Work with semi-structured data
Semi-structured data is any data that does not follow a strict tabular schema and often includes fields that are not standard SQL data types. This data typically has a nested structure and supports complex types such as arrays, maps, and structs.
Common formats of semi-structured data include:
- JSON— A widely used format for semi-structured data. For information on loading JSON data with Firebolt, see Load semi-structured JSON data.
- Parquet and ORC— Serialization formats that support nested structures and complex data types. For information on loading Parquet data with Firebolt, see Load semi-structured Parquet data.

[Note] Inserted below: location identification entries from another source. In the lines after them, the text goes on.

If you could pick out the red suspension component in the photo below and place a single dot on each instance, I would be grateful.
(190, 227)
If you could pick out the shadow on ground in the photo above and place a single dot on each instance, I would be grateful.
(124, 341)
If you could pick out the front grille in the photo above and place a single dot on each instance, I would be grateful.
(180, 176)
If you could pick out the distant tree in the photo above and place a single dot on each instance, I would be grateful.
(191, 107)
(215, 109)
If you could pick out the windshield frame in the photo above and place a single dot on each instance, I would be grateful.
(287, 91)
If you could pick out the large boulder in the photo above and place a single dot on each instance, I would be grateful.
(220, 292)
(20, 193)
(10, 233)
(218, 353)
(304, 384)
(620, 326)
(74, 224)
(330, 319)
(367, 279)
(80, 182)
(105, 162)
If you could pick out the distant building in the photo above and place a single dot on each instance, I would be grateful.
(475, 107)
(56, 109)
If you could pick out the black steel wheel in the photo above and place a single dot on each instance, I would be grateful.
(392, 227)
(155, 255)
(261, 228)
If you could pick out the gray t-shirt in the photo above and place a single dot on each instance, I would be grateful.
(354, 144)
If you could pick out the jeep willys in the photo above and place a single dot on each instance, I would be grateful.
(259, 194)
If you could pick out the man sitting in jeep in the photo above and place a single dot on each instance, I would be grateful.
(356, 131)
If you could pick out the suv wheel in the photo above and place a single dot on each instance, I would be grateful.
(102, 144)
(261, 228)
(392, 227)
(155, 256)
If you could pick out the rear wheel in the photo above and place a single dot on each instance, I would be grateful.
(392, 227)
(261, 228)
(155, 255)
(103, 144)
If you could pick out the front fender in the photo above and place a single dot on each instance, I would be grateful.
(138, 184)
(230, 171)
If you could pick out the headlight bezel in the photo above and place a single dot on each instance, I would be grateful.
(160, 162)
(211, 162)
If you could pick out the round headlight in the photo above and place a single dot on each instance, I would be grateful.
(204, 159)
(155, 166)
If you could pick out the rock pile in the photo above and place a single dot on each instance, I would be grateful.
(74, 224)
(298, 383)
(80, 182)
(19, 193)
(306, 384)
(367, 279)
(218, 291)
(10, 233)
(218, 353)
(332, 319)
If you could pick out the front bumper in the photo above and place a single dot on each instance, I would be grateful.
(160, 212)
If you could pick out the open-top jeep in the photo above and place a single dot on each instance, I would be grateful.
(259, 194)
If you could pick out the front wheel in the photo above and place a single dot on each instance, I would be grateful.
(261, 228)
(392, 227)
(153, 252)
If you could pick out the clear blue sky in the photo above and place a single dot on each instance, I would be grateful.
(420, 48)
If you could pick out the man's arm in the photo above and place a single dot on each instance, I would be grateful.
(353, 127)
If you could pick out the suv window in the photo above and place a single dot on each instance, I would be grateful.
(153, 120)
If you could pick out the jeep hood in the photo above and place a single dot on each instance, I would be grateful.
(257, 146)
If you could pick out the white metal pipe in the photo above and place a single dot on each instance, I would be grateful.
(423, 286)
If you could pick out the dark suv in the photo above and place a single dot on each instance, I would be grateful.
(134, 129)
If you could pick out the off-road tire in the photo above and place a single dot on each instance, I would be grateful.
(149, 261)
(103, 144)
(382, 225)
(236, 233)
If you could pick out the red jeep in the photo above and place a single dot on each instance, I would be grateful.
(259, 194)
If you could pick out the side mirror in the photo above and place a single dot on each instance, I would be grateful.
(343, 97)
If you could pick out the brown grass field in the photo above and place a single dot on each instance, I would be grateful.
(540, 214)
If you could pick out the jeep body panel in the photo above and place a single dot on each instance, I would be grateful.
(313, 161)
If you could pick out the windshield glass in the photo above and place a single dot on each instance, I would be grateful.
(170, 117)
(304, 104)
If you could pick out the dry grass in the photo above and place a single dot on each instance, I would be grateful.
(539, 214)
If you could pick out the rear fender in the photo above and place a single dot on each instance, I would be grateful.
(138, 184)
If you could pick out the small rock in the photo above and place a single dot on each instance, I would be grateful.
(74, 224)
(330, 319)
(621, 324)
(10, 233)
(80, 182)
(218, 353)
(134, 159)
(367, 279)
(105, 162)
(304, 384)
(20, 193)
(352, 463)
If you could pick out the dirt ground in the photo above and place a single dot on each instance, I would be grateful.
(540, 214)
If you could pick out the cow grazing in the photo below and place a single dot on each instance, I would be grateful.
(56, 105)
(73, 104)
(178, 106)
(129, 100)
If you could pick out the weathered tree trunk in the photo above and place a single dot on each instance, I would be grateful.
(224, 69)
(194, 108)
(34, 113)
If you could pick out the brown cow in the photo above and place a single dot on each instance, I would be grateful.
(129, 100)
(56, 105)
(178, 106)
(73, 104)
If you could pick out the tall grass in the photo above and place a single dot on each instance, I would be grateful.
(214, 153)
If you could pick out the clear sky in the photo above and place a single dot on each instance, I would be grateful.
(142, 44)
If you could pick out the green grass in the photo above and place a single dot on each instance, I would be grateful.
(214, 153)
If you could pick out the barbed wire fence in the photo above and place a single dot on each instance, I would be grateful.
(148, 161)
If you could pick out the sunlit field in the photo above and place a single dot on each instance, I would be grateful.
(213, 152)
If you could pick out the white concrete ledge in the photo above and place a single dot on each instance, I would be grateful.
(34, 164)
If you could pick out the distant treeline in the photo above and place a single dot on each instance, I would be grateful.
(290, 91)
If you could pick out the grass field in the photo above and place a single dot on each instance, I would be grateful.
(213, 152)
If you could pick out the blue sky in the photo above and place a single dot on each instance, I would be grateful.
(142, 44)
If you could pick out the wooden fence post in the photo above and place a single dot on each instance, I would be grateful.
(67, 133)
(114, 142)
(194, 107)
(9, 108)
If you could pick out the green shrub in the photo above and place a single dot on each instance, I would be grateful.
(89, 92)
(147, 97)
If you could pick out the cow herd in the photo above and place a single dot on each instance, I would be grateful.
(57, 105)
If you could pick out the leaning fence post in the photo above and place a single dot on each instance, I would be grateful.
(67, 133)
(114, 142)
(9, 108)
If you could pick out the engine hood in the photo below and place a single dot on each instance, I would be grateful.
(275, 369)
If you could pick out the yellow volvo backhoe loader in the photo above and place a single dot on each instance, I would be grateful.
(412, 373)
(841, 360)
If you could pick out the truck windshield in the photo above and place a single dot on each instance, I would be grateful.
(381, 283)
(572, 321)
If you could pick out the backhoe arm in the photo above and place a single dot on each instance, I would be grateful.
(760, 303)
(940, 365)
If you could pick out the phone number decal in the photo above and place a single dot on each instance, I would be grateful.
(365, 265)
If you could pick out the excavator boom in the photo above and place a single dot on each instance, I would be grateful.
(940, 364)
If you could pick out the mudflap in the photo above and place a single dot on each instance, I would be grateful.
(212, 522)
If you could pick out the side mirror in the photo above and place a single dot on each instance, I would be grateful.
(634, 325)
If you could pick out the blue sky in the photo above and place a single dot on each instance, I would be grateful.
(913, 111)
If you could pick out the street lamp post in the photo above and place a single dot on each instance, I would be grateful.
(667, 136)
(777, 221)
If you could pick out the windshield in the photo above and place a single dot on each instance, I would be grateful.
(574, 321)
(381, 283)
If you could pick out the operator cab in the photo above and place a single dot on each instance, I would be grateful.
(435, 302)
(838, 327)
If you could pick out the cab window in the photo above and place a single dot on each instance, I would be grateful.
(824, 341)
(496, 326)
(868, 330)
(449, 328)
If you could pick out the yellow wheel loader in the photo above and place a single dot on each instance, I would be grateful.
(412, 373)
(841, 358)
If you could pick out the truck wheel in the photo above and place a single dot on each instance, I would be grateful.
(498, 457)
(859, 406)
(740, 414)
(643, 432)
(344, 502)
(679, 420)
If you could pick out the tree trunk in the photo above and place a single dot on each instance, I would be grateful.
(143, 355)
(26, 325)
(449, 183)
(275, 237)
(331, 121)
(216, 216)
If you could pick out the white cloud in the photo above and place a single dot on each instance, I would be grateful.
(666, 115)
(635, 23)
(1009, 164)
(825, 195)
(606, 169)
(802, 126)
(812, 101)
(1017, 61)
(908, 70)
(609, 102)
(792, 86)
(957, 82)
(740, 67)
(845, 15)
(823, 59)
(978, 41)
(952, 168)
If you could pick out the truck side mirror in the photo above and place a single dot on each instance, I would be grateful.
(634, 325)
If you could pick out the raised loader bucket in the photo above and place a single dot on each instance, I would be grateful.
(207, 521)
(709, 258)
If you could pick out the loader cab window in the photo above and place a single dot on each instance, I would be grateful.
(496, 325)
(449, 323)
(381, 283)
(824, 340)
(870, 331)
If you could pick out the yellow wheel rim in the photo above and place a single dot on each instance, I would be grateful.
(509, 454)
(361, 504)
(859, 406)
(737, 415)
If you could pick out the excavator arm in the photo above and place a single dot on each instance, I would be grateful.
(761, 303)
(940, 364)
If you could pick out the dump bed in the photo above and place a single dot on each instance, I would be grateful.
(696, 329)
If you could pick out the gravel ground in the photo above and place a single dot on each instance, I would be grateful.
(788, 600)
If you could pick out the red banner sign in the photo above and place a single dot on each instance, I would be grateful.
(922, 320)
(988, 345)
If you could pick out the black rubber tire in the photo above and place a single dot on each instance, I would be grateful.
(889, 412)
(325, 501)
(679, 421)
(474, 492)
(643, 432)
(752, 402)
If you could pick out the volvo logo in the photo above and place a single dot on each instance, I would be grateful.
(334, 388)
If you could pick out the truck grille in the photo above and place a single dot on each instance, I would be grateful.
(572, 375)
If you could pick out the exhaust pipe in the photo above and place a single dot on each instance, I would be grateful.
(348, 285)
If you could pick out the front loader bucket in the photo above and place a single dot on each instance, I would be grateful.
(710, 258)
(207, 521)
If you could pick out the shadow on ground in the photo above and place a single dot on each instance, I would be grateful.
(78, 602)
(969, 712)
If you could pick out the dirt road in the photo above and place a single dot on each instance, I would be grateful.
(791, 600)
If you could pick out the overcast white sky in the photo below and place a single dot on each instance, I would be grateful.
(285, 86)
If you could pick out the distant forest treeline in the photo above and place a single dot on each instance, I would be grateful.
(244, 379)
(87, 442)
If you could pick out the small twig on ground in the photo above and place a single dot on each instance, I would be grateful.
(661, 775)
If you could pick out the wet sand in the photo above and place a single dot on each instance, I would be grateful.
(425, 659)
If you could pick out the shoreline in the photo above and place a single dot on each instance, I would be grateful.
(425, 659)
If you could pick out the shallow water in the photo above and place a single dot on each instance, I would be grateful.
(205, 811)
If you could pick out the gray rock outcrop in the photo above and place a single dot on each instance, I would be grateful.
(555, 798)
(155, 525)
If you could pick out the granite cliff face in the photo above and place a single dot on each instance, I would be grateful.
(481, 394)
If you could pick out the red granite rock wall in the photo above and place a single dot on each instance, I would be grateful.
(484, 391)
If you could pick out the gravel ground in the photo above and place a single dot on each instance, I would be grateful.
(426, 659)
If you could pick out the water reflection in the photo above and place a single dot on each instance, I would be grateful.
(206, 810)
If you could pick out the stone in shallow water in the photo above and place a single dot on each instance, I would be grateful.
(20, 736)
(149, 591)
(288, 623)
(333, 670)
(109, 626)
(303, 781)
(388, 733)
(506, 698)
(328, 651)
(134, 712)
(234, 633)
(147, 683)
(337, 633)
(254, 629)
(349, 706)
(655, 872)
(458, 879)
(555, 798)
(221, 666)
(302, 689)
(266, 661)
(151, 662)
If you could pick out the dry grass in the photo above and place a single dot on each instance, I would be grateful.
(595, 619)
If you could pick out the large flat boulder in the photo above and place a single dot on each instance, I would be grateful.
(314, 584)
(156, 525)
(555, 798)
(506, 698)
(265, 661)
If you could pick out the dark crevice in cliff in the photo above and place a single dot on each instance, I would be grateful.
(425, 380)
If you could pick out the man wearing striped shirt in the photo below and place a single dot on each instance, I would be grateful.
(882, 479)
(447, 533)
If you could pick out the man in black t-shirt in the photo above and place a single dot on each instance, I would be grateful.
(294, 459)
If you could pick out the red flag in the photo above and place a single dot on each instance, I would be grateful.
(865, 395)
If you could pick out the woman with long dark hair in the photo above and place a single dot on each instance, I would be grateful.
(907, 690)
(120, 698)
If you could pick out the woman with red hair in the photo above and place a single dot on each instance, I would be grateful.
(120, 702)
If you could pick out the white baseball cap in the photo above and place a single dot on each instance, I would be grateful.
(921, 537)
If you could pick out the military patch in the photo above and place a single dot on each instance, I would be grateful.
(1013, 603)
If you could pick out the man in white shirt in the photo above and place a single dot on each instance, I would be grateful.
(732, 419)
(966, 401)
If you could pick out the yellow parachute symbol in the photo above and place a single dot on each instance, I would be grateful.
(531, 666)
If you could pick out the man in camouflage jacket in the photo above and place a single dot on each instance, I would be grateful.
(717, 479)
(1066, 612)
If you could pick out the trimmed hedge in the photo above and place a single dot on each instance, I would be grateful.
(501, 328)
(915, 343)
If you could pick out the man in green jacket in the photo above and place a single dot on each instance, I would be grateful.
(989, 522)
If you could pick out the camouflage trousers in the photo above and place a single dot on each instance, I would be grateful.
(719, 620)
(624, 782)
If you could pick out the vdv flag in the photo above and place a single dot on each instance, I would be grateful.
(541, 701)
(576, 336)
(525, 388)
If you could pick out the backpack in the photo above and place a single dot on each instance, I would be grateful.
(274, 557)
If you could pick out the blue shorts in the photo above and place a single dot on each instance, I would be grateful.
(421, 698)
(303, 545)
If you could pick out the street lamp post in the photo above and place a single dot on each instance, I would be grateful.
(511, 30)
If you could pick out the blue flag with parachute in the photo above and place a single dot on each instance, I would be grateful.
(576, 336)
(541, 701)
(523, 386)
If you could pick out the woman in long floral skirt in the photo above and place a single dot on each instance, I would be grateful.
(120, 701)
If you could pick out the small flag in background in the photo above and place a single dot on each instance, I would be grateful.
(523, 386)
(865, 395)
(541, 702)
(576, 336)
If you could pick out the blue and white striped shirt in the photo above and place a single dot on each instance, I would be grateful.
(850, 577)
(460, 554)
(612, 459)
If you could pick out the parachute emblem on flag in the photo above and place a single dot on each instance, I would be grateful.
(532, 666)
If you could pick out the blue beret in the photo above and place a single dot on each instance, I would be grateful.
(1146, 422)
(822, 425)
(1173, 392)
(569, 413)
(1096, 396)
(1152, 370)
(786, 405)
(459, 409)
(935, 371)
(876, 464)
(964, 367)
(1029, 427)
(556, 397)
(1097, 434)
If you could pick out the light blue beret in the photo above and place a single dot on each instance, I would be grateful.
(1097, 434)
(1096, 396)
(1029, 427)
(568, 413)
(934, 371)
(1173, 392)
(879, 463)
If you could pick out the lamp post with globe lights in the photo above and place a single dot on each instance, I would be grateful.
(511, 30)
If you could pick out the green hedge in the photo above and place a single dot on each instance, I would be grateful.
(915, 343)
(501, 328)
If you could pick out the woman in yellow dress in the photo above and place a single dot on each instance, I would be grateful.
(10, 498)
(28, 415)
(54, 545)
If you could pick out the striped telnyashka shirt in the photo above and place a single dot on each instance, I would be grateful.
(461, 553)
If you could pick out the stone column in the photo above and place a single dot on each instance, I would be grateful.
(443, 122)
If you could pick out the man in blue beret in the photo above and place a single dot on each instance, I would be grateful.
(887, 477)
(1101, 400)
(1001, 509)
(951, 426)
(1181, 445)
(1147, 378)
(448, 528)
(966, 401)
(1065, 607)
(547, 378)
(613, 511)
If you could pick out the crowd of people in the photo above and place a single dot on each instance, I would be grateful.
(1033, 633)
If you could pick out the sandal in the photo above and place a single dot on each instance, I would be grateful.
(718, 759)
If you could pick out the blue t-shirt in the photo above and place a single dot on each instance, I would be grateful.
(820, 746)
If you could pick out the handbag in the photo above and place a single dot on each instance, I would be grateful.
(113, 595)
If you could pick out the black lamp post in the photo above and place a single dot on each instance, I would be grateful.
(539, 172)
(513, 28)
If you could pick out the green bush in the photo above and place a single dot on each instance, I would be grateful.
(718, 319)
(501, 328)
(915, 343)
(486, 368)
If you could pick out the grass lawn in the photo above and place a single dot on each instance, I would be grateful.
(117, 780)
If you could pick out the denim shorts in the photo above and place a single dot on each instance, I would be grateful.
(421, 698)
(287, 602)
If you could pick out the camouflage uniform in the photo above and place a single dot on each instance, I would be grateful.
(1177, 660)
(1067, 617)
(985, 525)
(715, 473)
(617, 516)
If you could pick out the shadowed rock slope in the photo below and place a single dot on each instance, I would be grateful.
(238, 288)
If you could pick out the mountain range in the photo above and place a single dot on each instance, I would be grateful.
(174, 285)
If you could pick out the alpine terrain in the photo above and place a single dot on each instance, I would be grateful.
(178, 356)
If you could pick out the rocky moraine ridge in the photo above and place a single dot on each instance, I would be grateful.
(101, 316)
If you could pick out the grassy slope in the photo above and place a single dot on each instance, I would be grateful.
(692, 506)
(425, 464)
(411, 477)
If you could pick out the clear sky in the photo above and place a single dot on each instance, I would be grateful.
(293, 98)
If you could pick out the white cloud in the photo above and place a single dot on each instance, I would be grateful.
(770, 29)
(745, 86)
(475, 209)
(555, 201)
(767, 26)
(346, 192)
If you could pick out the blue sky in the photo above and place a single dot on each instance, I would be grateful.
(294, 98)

Firebolt’s approach to semi-structured data
Firebolt transforms semi-structured data using arrays and structs, enabling efficient querying. These data types allow for flexible modeling of nested and hierarchical data.
Arrays
Firebolt supports arrays with unpredictable lengths in the source data. These arrays can have arbitrary nesting levels, provided the nesting level is consistent within a column and known during table creation. For more details, see Work with arrays.
Structs
The STRUCT
data type allows you to group multiple attributes of varying data types into a single logical unit. This is especially useful for modeling nested or hierarchical data. For more information, see STRUCT data type.
Maps
Maps, also known as dictionaries, are not supported natively by Firebolt at the moment. However, there are different approaches to represent them in Firebolt using arrays and structs.
-
A map can be represented using two coordinated arrays—one for keys and one for values. This approach is particularly useful for JSON-like data where objects have varying keys.
-
Alternatively, a map can be represented using an array of
STRUCT(key T, value U)
data type whereT
is the data type of the keys andU
is the data type of the values. Instead of manipulating two arrays and coordinating indexes, let Firebolt do it for you and enjoy the simpler query syntax.